Теперь нездоровое любопытство берет надо мной верх. Живы или мертвы мои настоящие родители? Зачем они оставили меня возле стен дворца: чтобы я стала приемной дочерью Королевы, чтобы меня забрали в приют или чтобы я умерла, вдыхая соленый морской воздух? Как папа удочерил меня? Связана ли с этим его смерть?

Солнце уже высоко в небе, но я снова вся дрожу, и лишь мысли о письме в нагрудном кармане греют меня. Должно быть, папа нашел меня в одном из этих приютов и дал мне то, чего нет даже у Ины Голд, принцессы Семперы: любовь.

После мрачного разговора остаток пути мы проезжаем в относительной тишине. Карта Ины ведет нас по все более узким дорогам, равнинам и лесам, пока наконец в березовой роще мы не находим огромные, украшенные орнаментами ржавые ворота из кованого железа. Слова наверху покрылись снегом и льдом, но я все равно могу разобрать надпись: Пристанище детей Семперы, ведь у всех должен быть дом.

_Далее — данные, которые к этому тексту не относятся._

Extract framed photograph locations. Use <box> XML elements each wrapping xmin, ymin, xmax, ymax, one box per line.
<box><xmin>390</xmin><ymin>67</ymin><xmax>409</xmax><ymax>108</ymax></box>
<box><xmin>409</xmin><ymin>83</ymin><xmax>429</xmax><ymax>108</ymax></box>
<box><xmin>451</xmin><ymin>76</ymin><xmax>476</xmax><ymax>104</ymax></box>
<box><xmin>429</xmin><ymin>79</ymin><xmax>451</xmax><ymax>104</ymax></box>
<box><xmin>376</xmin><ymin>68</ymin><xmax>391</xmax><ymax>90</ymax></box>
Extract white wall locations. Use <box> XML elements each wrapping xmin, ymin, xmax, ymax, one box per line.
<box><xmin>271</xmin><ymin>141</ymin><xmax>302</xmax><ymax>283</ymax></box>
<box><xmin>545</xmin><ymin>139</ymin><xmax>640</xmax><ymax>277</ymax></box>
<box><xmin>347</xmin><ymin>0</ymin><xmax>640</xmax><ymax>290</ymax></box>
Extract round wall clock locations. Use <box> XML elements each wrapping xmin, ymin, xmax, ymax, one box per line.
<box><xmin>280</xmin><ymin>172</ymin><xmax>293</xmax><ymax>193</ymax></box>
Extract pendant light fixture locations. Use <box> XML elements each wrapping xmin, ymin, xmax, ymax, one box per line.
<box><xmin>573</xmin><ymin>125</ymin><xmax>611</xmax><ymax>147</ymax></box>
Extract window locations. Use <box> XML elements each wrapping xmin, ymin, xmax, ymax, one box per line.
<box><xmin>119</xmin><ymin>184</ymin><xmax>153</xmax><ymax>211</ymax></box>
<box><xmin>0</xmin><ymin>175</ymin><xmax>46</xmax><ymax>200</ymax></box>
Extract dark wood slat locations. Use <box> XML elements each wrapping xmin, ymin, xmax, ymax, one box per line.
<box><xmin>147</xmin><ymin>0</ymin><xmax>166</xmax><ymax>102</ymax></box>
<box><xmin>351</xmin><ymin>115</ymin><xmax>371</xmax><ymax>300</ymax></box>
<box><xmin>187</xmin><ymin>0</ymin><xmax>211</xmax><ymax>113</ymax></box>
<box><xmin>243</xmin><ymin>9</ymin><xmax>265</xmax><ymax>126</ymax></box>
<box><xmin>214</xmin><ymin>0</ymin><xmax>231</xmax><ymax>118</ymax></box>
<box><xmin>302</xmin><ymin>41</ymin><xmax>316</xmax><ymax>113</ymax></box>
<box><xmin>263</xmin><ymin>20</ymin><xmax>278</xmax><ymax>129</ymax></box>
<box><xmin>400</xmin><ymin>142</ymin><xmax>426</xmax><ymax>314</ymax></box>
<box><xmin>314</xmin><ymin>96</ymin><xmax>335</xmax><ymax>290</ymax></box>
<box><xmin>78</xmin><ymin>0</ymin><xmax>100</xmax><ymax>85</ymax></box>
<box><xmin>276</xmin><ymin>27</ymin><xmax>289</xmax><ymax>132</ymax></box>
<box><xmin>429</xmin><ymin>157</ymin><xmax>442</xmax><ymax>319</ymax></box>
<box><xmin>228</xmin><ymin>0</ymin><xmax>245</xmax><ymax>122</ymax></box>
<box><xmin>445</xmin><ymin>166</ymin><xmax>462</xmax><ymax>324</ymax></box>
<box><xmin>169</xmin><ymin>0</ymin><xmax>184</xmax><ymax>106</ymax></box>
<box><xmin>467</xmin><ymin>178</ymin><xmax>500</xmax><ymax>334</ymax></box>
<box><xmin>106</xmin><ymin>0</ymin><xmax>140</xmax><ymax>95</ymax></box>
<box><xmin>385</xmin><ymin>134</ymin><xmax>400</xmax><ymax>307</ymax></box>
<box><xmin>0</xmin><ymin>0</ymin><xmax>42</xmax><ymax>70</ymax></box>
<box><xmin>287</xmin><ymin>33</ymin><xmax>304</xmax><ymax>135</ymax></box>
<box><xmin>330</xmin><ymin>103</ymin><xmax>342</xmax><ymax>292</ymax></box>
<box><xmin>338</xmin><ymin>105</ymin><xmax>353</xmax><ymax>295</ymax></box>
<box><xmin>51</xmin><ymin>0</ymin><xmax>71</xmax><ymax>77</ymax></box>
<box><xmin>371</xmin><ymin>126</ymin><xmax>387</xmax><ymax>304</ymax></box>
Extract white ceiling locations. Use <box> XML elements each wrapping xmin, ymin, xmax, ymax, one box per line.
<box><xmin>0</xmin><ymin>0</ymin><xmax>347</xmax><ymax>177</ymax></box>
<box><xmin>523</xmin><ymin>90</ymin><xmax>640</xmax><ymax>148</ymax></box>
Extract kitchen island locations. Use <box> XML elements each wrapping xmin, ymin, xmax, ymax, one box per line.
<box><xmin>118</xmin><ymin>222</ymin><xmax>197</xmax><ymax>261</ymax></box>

Мы в нерешительности останавливаемся, точно не зная, кого позвать, – за воротами лишь белое безмолвие. Но, прежде чем успеваем спешиться, у ворот появляется ребенок – маленькая девочка с короткими черными волосами и большими-пребольшими глазами, не старше шести-семи лет. Она внимательно рассматривает нас, вцепившись голыми пальцами в железные прутья. На ней потертое пальто и штаны, которые ей велики. Она одета совсем не по погоде.

– Ты фейри? – спрашивает девочка.

Ина открывает рот, замирает, а потом смотрит на меня. Обычное самообладание, кажется, покинуло ее: она выглядит встревоженной и неуверенной, губы потрескались оттого, что она их кусает. Кроме недавнего случая перед дверью королевских покоев, я никогда не видела ее такой растерянной, даже когда она впервые ступила в Эверлесс рядом с Королевой. Но теперь она нервничает. Поэтому я спрыгиваю с лошади, тяжело приземляясь на снег.

Маленькая девочка стоит на месте, когда я подхожу ближе и присаживаюсь на корточки по другую сторону ограды, чтобы наши глаза были на одном уровне, пытаясь вспомнить, как папа говорил со мной, когда я была в ее возрасте.

– Фейри не существует, милая, – я стараюсь, чтобы мой голос звучал приветливо и весело, хотя не могу отбросить мысль, что ей, должно быть, очень холодно.

Девочка кивает и смотрит мимо меня на лошадей. Я оборачиваюсь и вдруг вижу их глазами ребенка: блестящую шерсть Мавы и шелковую гриву, гордый изгиб шеи Медка.

– Ты можешь погладить их, – говорю я девочке. – Давай.

Она моргает, а потом едва заметная улыбка озаряет ее лицо. Ребенок хватает металлические прутья и пятится, таща ворота за собой. Я киваю Ине – та неуверенно смотрит на меня, а потом спешивается, берет поводья обеих лошадей и ведет их через ворота. Девочка поднимает руку, чтобы погладить бок Мавы, когда Ина проводит их мимо, – она зачарована.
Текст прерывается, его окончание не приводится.